Selon une étude de Shigehiro Oishi et Edward Diener (2007), sept attitudes favorisent le bonheur :
- S’entourer de personnes positives
- Développer la résilience
- Agir pour son bien-être
- Vivre dans le présent
- Voir le bon côté des choses
- Savoir lâcher prise
- Ouvrir son esprit à la spiritualité
Pour ceux qui souhaitent aller plus loin, je recommande aussi les ouvrages de Laurent Gounelle.
Et vous ? Où vous voyez-vous dans 10 ans ?
À l’heure des grandes vacances, la question mérite d’être posée : quelle vie souhaitez-vous dans une décennie ? La dernière fois qu’on m’a posé cette question, c’était lors d’un entretien d’embauche… il y a dix ans déjà.
Deux conseils pour choisir les meilleures SCPI
Devenir rentier en immobilier n’est pas chose aisée, il faut prendre en compte de multiples critères que vous avez pu lire précédemment. Vous avez pu voir qu’il est même possible de devenir rentier grâce au SCPI. Cependant, il existe de nombreuses SCPI sur le marché, vous devez faire un choix. Voici quelques conseils pour sélectionner les meilleures SCPI.

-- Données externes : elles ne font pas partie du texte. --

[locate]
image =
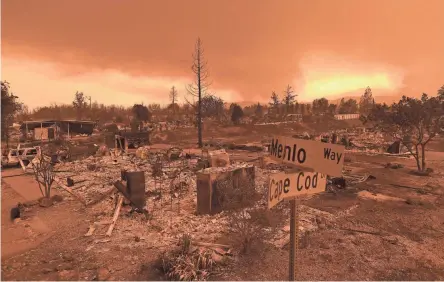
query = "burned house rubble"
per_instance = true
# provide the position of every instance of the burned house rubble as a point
(165, 194)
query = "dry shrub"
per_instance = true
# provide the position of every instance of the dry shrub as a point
(234, 196)
(186, 264)
(248, 228)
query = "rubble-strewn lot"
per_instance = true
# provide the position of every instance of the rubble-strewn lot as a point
(386, 224)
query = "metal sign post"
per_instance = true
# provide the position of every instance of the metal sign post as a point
(322, 157)
(294, 226)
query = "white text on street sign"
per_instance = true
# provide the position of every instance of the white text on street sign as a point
(322, 157)
(289, 185)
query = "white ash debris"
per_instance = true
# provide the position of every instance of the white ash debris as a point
(230, 167)
(310, 220)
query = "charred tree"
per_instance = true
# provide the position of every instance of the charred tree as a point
(200, 85)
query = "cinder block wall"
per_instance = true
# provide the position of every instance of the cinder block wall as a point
(208, 186)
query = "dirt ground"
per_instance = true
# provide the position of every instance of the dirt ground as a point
(389, 228)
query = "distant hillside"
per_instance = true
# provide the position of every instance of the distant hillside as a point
(388, 99)
(385, 97)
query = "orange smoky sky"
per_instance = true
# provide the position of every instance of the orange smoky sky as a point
(126, 52)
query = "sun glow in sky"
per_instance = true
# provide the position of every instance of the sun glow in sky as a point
(326, 75)
(321, 48)
(40, 84)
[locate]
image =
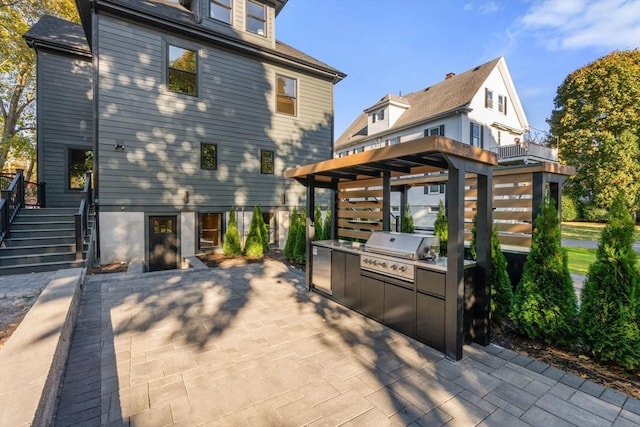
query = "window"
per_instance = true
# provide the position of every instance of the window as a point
(286, 94)
(80, 162)
(256, 18)
(220, 10)
(182, 74)
(502, 104)
(439, 130)
(208, 156)
(488, 98)
(210, 231)
(266, 161)
(476, 135)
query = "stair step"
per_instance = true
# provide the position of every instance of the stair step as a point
(39, 240)
(36, 250)
(38, 268)
(38, 258)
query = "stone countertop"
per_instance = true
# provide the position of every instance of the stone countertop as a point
(358, 248)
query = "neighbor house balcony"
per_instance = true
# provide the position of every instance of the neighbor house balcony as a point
(527, 152)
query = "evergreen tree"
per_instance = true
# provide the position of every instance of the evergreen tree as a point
(317, 225)
(501, 292)
(253, 246)
(291, 236)
(441, 228)
(544, 305)
(326, 228)
(407, 221)
(610, 317)
(231, 246)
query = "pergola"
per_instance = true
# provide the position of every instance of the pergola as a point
(418, 157)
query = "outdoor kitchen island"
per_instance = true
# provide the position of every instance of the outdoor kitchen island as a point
(412, 305)
(361, 185)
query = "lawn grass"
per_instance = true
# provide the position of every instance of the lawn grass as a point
(587, 231)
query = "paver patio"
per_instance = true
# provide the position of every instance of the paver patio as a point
(248, 345)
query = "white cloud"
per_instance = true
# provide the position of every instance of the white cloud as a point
(575, 24)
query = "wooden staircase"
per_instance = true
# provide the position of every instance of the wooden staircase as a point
(42, 240)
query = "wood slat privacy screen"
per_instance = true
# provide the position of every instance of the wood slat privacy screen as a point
(359, 209)
(512, 207)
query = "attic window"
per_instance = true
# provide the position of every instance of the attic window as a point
(256, 18)
(220, 10)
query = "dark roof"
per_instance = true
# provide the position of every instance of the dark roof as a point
(176, 13)
(56, 33)
(447, 95)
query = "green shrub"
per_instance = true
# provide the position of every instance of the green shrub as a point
(544, 306)
(407, 221)
(253, 246)
(569, 209)
(231, 246)
(318, 225)
(291, 236)
(441, 228)
(501, 292)
(326, 228)
(300, 248)
(610, 314)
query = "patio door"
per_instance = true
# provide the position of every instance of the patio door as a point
(163, 238)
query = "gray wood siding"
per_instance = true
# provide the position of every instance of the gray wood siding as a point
(65, 119)
(162, 131)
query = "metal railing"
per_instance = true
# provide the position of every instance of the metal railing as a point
(11, 202)
(82, 216)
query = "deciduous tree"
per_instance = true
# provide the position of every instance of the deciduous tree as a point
(596, 121)
(17, 68)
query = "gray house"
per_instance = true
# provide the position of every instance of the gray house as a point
(182, 110)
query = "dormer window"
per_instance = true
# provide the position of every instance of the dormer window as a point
(256, 18)
(220, 10)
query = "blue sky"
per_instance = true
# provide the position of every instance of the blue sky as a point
(388, 46)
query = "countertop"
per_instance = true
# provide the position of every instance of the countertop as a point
(358, 248)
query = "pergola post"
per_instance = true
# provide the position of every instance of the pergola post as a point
(311, 207)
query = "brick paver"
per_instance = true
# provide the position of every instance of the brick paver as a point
(248, 345)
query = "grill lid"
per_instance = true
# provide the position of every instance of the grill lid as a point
(412, 246)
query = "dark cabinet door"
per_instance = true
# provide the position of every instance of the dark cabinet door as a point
(338, 282)
(430, 320)
(372, 298)
(399, 308)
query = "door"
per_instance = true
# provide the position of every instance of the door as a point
(163, 248)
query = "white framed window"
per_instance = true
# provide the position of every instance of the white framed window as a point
(488, 98)
(286, 95)
(256, 18)
(220, 10)
(502, 104)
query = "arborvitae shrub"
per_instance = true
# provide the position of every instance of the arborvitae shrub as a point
(231, 246)
(544, 306)
(326, 228)
(501, 292)
(317, 225)
(291, 236)
(300, 248)
(407, 221)
(441, 228)
(610, 315)
(253, 246)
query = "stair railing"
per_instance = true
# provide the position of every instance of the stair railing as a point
(82, 216)
(11, 202)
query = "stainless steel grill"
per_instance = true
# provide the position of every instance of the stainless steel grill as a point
(392, 253)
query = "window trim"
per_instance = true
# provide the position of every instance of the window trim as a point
(168, 68)
(202, 165)
(294, 97)
(258, 18)
(273, 161)
(230, 8)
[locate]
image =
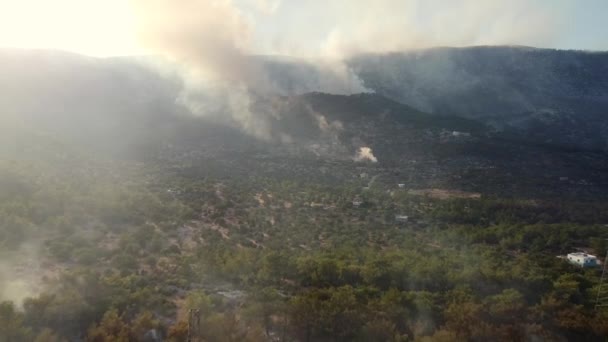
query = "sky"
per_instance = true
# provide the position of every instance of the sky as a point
(312, 28)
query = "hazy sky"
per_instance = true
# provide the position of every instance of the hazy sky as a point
(312, 27)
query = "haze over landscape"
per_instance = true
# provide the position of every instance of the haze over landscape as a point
(274, 170)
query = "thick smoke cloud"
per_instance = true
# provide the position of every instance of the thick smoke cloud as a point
(215, 40)
(348, 27)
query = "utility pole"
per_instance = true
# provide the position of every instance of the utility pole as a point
(194, 325)
(602, 297)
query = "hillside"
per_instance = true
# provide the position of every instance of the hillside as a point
(550, 96)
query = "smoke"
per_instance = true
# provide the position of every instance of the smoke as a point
(20, 274)
(365, 154)
(213, 40)
(361, 26)
(216, 40)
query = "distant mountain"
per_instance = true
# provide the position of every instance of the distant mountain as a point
(55, 104)
(549, 96)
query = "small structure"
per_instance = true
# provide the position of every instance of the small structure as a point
(582, 259)
(461, 134)
(402, 218)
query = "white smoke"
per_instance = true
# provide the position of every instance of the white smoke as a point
(365, 154)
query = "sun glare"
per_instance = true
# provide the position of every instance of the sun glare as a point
(91, 27)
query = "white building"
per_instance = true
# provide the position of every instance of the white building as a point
(402, 218)
(583, 259)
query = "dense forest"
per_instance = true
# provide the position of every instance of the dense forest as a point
(107, 250)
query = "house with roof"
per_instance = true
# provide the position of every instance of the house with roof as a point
(583, 259)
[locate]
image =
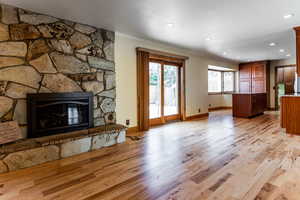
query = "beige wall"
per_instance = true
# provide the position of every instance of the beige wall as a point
(274, 64)
(196, 77)
(220, 100)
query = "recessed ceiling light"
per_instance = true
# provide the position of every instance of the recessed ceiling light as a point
(170, 25)
(288, 16)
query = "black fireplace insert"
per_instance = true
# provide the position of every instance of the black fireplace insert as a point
(54, 113)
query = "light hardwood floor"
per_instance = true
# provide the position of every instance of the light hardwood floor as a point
(215, 158)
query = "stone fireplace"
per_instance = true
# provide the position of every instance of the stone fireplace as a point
(43, 54)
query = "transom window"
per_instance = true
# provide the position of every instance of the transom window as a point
(221, 82)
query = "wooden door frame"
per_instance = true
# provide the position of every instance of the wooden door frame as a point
(143, 83)
(276, 83)
(164, 119)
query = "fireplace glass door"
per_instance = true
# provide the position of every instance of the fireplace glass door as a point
(55, 113)
(61, 114)
(163, 92)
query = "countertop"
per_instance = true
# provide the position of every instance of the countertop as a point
(292, 95)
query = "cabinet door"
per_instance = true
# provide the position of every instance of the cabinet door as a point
(258, 78)
(289, 79)
(245, 78)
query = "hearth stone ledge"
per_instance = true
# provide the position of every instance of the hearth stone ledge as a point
(30, 152)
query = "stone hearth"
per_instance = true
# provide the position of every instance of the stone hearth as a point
(31, 152)
(45, 54)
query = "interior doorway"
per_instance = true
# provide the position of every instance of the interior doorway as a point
(285, 82)
(164, 92)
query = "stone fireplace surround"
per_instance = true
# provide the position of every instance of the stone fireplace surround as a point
(44, 54)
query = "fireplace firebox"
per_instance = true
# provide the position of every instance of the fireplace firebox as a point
(54, 113)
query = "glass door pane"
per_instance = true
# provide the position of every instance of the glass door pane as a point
(171, 90)
(155, 90)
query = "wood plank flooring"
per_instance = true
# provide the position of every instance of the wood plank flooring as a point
(219, 158)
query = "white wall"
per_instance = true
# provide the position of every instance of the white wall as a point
(196, 77)
(277, 63)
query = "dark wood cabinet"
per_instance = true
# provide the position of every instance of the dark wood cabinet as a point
(254, 77)
(254, 89)
(249, 105)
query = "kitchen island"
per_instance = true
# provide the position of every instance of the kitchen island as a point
(290, 113)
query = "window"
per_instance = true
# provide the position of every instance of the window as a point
(221, 82)
(214, 81)
(228, 81)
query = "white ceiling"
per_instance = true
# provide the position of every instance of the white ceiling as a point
(243, 29)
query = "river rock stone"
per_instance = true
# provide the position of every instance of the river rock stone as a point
(60, 83)
(37, 48)
(20, 112)
(79, 40)
(93, 86)
(43, 64)
(101, 63)
(121, 137)
(108, 93)
(10, 61)
(44, 90)
(110, 80)
(99, 121)
(103, 140)
(61, 46)
(47, 31)
(95, 101)
(109, 51)
(108, 105)
(91, 50)
(18, 49)
(3, 167)
(23, 32)
(98, 113)
(4, 34)
(17, 91)
(57, 30)
(28, 158)
(76, 147)
(81, 57)
(25, 75)
(106, 140)
(69, 64)
(69, 23)
(84, 29)
(37, 19)
(3, 85)
(110, 35)
(110, 118)
(5, 105)
(9, 14)
(100, 76)
(97, 38)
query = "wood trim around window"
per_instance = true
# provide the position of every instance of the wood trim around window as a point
(143, 57)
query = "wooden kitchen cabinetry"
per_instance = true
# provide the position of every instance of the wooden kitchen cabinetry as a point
(254, 89)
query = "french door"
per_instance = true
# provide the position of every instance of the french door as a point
(164, 92)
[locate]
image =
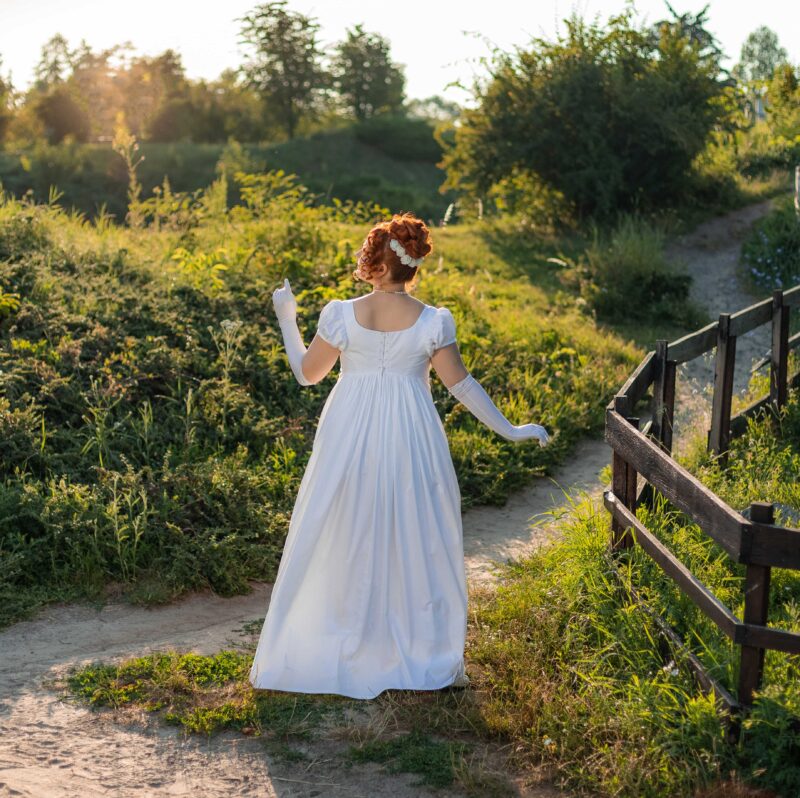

Se renseigner sur le taux d’occupation
Le taux d’occupation est primordial lorsqu’on souhaite choisir une SCPI pour investir dans l’immobilier. Chaque SCPI possède un taux d’occupation. Ce chiffre correspond à un pourcentage qui n’est pas caché au public, il est donc très simple et facile d’en prendre connaissance. Il est fortement recommandé de choisir une SCPI qui possède un taux d’occupation supérieur ou égal à 90 %. Plus ce chiffre est élevé, plus le parc immobilier est optimisé.
Penser à la revente
Si vous investissez dans l’immobilier avec une SCPI, vous devez penser également à la revente de vos parts de SCPI. Vous devez vous renseigner sur le déroulement de la revente, sur le type de personne qui peut racheter vos parts, mais aussi la durée que cela va prendre. Privilégiez les grosses SCPI, car vos parts seront beaucoup plus faciles à revendre.